Mike Petrelli at Fordham’s Flypaper posted yesterday on the unwillingness of teacher unions to make concessions on salaries and benefits during the current economic ennui. The blame rests equally, however, on local school boards who “should drive a hard bargain with unions, but they don’t, because their members are so often elected with the support of those very same unions.” He continues,
So where do reformers go from here? One option is to be even more radical: To go after not just collective bargaining but school boards too. Make all of the key decisions at the state level. Negotiate with the teachers around a statewide approach to pay and benefits, the whole kit and caboodle…That’s an attractive long-term strategy, but voters—averse to big, sudden changes—will need some time to get used to the idea.
Dr. Diane Ravitch responded to Petrelli’s post in an email that she cc’d to various education luminaries including Michelle Rhee, Andy Rotherham, Joann Jacobs, Stephen Sawchuk, and RiShawn Biddle (who kindly posted the email here).
Gosh, Mike, it sounds as though you have identified the real problem that “reformers” face: democracy… I thought that conservatives supported local control. It’s pretty radical to go to the extreme of eliminating 15,000 school boards and centralizing everything in the big state bureaucracies in the hope that this will suffice to silence the teachers’ unions.

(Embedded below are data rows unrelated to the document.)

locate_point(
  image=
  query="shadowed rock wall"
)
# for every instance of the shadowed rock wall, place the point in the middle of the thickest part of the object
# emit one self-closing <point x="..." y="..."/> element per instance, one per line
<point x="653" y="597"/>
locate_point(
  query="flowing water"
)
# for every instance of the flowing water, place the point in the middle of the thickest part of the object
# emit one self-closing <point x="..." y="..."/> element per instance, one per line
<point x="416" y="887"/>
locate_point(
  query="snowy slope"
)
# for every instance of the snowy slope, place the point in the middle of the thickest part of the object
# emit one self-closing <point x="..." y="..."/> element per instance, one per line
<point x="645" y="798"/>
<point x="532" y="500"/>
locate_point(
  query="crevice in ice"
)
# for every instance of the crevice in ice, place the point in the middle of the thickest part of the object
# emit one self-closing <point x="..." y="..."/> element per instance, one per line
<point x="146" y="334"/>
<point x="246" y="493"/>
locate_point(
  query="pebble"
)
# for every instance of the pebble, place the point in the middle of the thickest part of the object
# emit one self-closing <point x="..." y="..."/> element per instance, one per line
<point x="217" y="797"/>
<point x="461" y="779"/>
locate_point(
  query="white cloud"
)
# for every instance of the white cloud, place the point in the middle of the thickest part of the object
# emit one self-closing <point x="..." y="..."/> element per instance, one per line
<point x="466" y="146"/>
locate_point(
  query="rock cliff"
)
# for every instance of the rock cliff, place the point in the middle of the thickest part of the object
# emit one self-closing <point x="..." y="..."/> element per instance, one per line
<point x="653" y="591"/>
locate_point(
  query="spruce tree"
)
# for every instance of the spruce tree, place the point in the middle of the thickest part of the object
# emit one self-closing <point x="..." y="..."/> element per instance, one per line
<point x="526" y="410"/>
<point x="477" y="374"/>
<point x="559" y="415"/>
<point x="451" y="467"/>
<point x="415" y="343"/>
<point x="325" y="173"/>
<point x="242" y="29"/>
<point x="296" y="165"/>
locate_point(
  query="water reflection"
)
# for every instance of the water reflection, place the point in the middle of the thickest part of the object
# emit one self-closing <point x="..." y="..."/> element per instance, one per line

Then RiShawn Biddle, in today’s article in Dropout Nation, “Diane Ravitch Doesn’t Deserve to be Taken Seriously,” argues,
Where Ravitch’s argument really falls apart is when she declared that any move to relegate school districts to the ashbin of history — and the precious concept of local control she defends — would mean the end of “democracy” and ” public education as we have known it for the past 150 or so years…”
The myth of local control has become more mythical since the 1960s as states have passed laws requiring school districts to bargain with affiliates of the National Education Association and American Federation of Teachers; thanks to school funding suits and property tax revolts (along with federal education policy, which began recognizing the rightful role of state governments in shaping education policy), states have begun providing the lion’s share of school funding. These days, states, on average, provide 48 percent of all school dollars spent by districts on the ground.
It actually makes sense to rid the nation of school districts and require states to handle the full funding of schools. Why? It would allow for both the expansion of school choice (especially in turning school funding into vouchers that families can use for any educational option), allow for families to actually be lead decision-makers in schools, force schools to regard families and children as (shudder the thought) real customers who deserve to be treated with respect, and, ultimately, help children get the high-quality teaching and curricula they deserve. It would also eliminate the very central bureaucracies that NEA and AFT locals have worked with to restrict the ability of principals to be real managers in schools with actual ability to hire and fire (and also, in the process, force real improvements in school leadership).